Дополнительные краски книге придает беседа автора с А.Колесниковым и В.Куренным «Философия может существовать только там, где свобода», посвященная главным образом философии в СССР в 1960-1980 годы. Это необычайно интересная тема, хотя и выходящая за хронологические рамки основной части книги.  Интервью доносит до нас непосредственный авторский голос и оказывается своего рода поставленным в конце камертоном. Нарратив авторского текста не сильно отличается от записанного на диктофон интервью. А это значит, что автор говорит с нами в книге своим голосом, подчас надрывным, подчас запальчивым, но своим.

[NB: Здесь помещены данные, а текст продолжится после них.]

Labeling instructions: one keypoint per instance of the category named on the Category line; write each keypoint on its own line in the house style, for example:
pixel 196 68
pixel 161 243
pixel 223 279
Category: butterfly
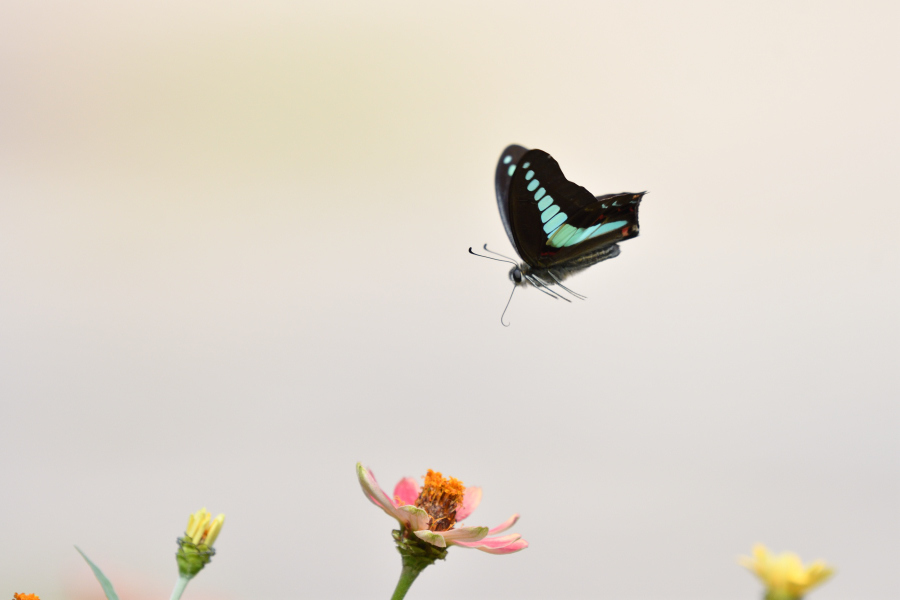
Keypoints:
pixel 557 227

У замечательного поэта русской эмиграции Ивана Елагина, уехавшего в США, сына расстрелянного в 1937 г. поэта Венедикта Марра, есть такой сборник «Под созвездием топора». 

Мимо авто промчалось,

Шарили прожектора...

Над головой качалось

Созвездие Топора.

Топор, запущенный в небеса и превратившийся в астрономический объект - фантом, порожденный бредовым сознанием Ивана Карамазова, собеседующего с чёртом. Об этом пишет В.К. Кантор в своей книге, замечая, что черт проецировал образ топора, как орудия крестьянской войны, в спутник Земли, «полный угрозы всему человечеству» (с. 62). Но это и определенный символ материализовавшегося абсурда, параноидального бреда, ставшего реальностью во плоти и уверенно диктующего свои правила обществу. Основная интенция книги В.К.Кантора как раз и заключается в том, чтобы сказать: философия должна помочь нам переместиться под другое созвездие, хватит нам жить под созвездием Топора. И с этой мечтою автора трудно не согласиться.

 
« Пред.   След. »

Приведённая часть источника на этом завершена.